Energy Efficient Protein Language Models: Leveraging Small Language Models with LoRA for Controllable Protein Generation
Aayush Shah, Shankar Jayaratnam
2024-11-12
Summary
This paper discusses how to create energy-efficient protein language models using smaller models and a technique called LoRA to generate proteins with specific properties.
What's the problem?
Large language models (LLMs) are great for many tasks, but they often require a lot of computational power and resources, especially when generating proteins. Most existing protein models are large and specialized for specific tasks, making them less efficient and harder to use for broader applications. This limits their effectiveness in fields like drug development and protein engineering, where quick and accurate generation of protein sequences is crucial.
What's the solution?
The authors introduce two smaller protein language models based on the Llama-3-8B and Phi-3-mini architectures. These models can generate proteins in two ways: uncontrollable generation, where the model creates proteins without specific instructions, and controllable generation, where users can specify desired properties of the proteins. They use the Low-Rank Adaptor (LoRA) technique to significantly reduce the number of parameters that need to be trained (to just 4% of the original size), which lowers the computational requirements and training time by 70%. The smaller Phi-3-mini model also reduces training costs by 30% compared to larger models while still achieving high performance in generating proteins.
Why it matters?
This research is important because it shows that smaller models can effectively generate proteins just as well as larger ones, making them more accessible for researchers and developers. By reducing energy consumption and training costs, these models can help advance protein engineering techniques, leading to faster discoveries in medicine and biotechnology. This could ultimately result in more effective drugs and treatments being developed more quickly.
Abstract
Large language models (LLMs) have demonstrated significant success in natural language processing (NLP) tasks and have shown promising results in other domains such as protein sequence generation.
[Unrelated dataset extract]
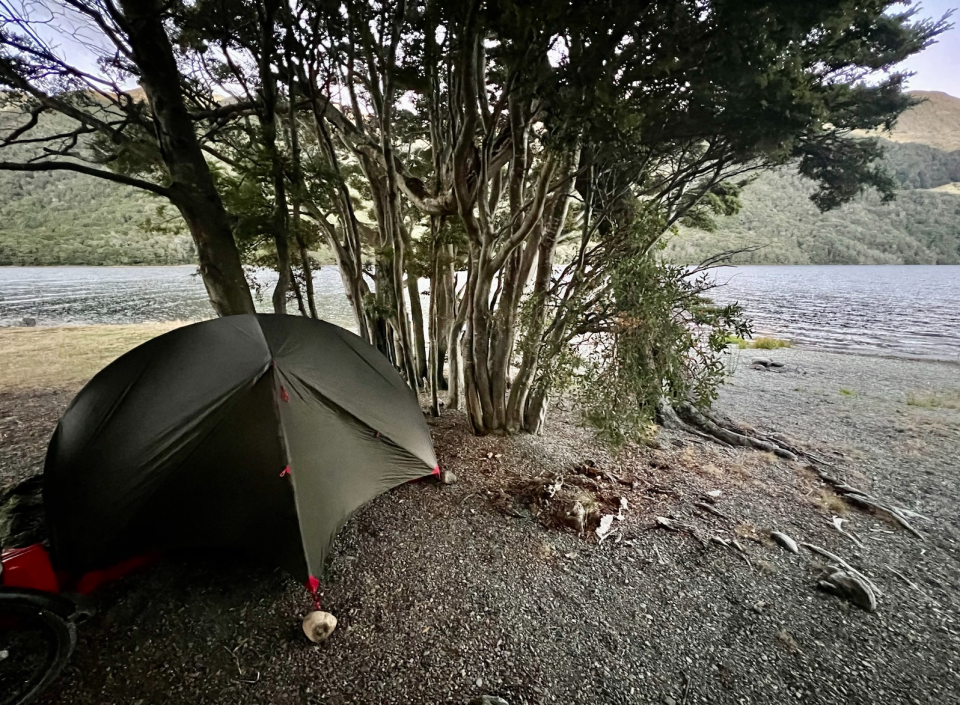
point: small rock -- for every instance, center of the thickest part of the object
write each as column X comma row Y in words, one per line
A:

However, there remain salient differences between LLMs used for NLP, which effectively handle multiple tasks and are available in small sizes, and protein language models that are often specialized for specific tasks and only exist in larger sizes. In this work, we introduce two small protein language models, based on Llama-3-8B and Phi-3-mini, that are capable of both uncontrollable and controllable protein generation. For the uncontrollable generation task, our best model achieves an average pLDDT score of 69.75, demonstrating robust performance in generating viable protein structures. For the controllable generation task, in which the model generates proteins according to properties specified in the prompt, we achieve a remarkable average TM-Score of 0.84, indicating high structural similarity to target proteins. We chose 10 properties, including six classes of enzymes, to extend the capabilities of prior protein language models. Our approach utilizes the Low-Rank Adaptor (LoRA) technique, reducing trainable parameters to just 4% of the original model size, lowering computational requirements. By using a subset of the UniRef50 dataset and small models, we reduced the overall training time by 70% without compromising performance. Notably, Phi-3-mini reduced trainable parameters by 60%, decreasing training cost by 30% compared to Llama 3. Consequently, Phi-3 achieved a comparable TM-Score of 0.81, demonstrating that smaller models can match the performance of larger ones, like Llama 3. We also demonstrate the deployment of our models on the energy efficient ET-SoC-1 chip, significantly improving the TPS/W by a factor of 3.